Sarankan Restorative justice kepala desa Yang Korupsi, BPI KPNPA RI Desak Wakil Ketua KPK Dicopot

Bagikan berita:

Media Jabar.Net.Jakarta – Kamis (02/12/2021) Badan Peneliti Independen Kekayaan Penyelenggara Negara dan Pengawas Anggaran Republik Indonesia ( BPI KPNPA RI ) Melalui Ketua Umum Tubagus Rahmad Sukendar menentang keras dan mengatakan Restorative Justice tidak boleh dibenarkan dalam penegakan supremasi hukum dengan kategori kejahatan luar biasa terhadap Pelaku Tindak Pidana Korupsi tanpa terkecuali.

Hal ini buntut dari saran yang disampaikan Wakil Ketua Komisi Pemberantasan Korupsi Republik Indonesia ( KPK RI ) Alexander Marwata akan mengedepankan penyelesaian perkara tindak pidana korupsi di desa melalui restorative justice terhadap kepala desa yang korupsi dalam acara peluncuran pilot project Desa Anti-Korupsi, Rabu (01/12) di Bantul, Daerah Istimewa Yogyakarta.

” Korupsi adalah Kejahatan Luar Biasa, Saya menentang & mengecam keras jika ada Usulan Restorative Justice yang akan diterapkan terhadap Penanganan Kasus Korupsi yang melibatkan siapapun tanpa terkecuali kepala Desa.

Ditengah Jaksa Agung berjuang dalam penerapan tuntutan hukuman Mati para Pelaku tindak Pidana korupsi, eh Malah sekelas Wakil Ketua KPK kok bisa-bisanya berpikir mengedepankan Restorative Justice. jelas-jelas kemunduran Berpikir seorang penegak hukum yang bertugas khusus pemberantas Korupsi.

Jika dalih tidak paham administrasi menjadikan seseorang lantas dimaklumi Melakukan korupsi, Jadi apa gunanya Kementerian PDTT, ada kepala daerah dan Dinas PMD Provinsi hingga Kabupaten yang notabene adalah pembina Para kepala desa. Mereka menggunakan Anggaran Belanja dana desa untuk kegiatan Bimbingan Teknis dan peningkatan kemampuan aparatur desa mereka selama ini tujuan salah satunya untuk membuat mereka mengerti administrasi ” Tegasnya Kepada Reporter kami.

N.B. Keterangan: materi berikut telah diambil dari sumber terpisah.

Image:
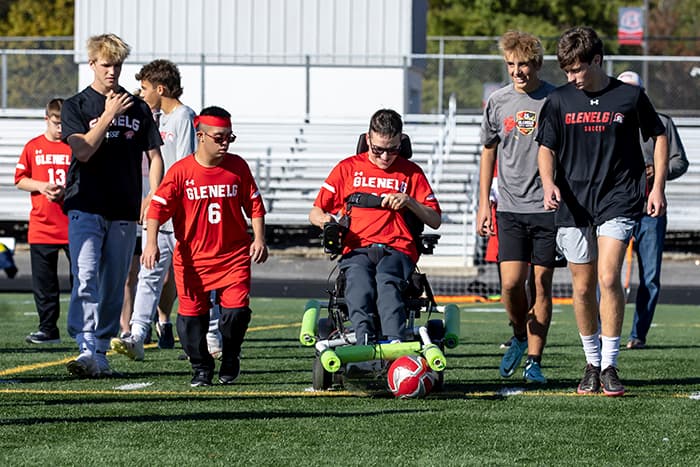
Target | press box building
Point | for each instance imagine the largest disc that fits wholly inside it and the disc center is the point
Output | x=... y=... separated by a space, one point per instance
x=286 y=59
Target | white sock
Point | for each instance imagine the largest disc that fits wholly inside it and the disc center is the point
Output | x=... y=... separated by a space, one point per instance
x=610 y=351
x=102 y=345
x=591 y=347
x=139 y=331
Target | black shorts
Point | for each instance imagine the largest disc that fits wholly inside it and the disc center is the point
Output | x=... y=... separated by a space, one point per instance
x=527 y=237
x=137 y=246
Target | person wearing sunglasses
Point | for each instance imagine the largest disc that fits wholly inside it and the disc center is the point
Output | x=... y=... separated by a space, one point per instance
x=379 y=253
x=207 y=195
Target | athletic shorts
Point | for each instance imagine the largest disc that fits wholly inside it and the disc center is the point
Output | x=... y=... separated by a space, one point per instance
x=235 y=295
x=526 y=237
x=580 y=244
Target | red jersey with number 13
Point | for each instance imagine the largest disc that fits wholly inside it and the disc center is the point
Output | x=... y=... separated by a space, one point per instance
x=207 y=206
x=45 y=161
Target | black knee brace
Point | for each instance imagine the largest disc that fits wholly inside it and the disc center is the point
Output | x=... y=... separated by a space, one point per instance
x=192 y=331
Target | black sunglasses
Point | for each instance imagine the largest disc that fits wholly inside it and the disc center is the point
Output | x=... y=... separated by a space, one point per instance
x=378 y=150
x=220 y=139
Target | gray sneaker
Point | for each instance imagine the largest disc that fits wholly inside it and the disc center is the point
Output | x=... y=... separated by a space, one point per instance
x=129 y=346
x=84 y=366
x=41 y=337
x=590 y=383
x=512 y=358
x=533 y=372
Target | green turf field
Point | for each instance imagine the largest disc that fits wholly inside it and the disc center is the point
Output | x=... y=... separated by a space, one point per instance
x=270 y=417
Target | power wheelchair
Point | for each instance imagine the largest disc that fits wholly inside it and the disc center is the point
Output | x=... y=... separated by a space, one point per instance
x=338 y=360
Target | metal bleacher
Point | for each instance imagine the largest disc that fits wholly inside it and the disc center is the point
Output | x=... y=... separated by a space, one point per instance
x=291 y=159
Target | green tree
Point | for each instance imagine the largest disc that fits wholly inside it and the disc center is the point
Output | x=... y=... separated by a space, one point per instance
x=547 y=19
x=34 y=79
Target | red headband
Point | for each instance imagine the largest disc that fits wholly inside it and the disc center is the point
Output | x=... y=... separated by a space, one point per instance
x=212 y=120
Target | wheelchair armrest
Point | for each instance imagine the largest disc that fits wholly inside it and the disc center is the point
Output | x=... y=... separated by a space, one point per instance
x=332 y=238
x=428 y=242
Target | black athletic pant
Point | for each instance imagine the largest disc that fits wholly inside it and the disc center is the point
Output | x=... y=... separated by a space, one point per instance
x=44 y=262
x=192 y=331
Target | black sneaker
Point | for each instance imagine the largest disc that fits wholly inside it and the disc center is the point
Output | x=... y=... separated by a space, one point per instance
x=590 y=383
x=507 y=343
x=611 y=382
x=229 y=372
x=41 y=337
x=166 y=340
x=201 y=378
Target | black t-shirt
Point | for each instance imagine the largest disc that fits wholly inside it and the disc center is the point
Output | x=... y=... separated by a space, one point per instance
x=595 y=136
x=110 y=183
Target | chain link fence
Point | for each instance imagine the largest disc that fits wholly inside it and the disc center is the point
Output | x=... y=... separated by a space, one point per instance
x=34 y=71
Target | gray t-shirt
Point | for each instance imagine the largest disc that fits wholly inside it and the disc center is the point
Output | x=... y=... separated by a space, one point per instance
x=178 y=135
x=510 y=120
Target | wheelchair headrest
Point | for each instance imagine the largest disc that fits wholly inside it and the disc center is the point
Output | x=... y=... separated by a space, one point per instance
x=405 y=150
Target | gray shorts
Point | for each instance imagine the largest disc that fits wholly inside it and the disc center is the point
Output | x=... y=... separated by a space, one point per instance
x=580 y=244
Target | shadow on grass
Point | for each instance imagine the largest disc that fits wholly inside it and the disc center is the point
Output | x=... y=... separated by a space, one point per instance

Pria yang pernah digadang-gadang menjadi calon Anggota Dewan Pengawas KPK menghawatirkan usulan mengedepankan Restorative Justice terhadap penanganan korupsi yang dilakukan kepala Pemerintahan desa, jika dibiarkan tanpa pertentangan dan pengawasan Akan menjadi awal terbukanya kesempatan juga penerapan yang sama kepada Kepala pimpinan pemerintahan Daerah di masa yang akan datang.

” Jujur saja Saya mulai Hawatir dengan pola-pola pikir yang muncul hingga berani memberikan saran keringanan hukuman terhadap kejahatan luar biasa korupsi yang hari ini baru pada tahapan kepala desa dengan dalih tidak paham administrasi. Analisa Saya menduga kuat ini hanya akal-akalan cikal bakal akan ada lagi saran Restorative Justice yang sama untuk dikedepankan kepada kepala pemerintahan daerah Kabupaten/ kota lalu ke Provinsi dan seterusnya.

Saya mendesak kepada para Pimpinan Dewan Pengawas KPK, Bapak Alex Marwata tolong dievaluasi atas kemunduran berpikir nya itu, Kok bisa-bisanya pegawai KPK yang digaji besar dengan fasilitas lengkap diberikan oleh Negara tidak memahami apa itu Korupsi. Kalo perlu saya kan surati presiden untuk disarankan Copot saja itu dari Jabatan Wakil Ketua KPK ” Tegasnya Kepada Reporter kami.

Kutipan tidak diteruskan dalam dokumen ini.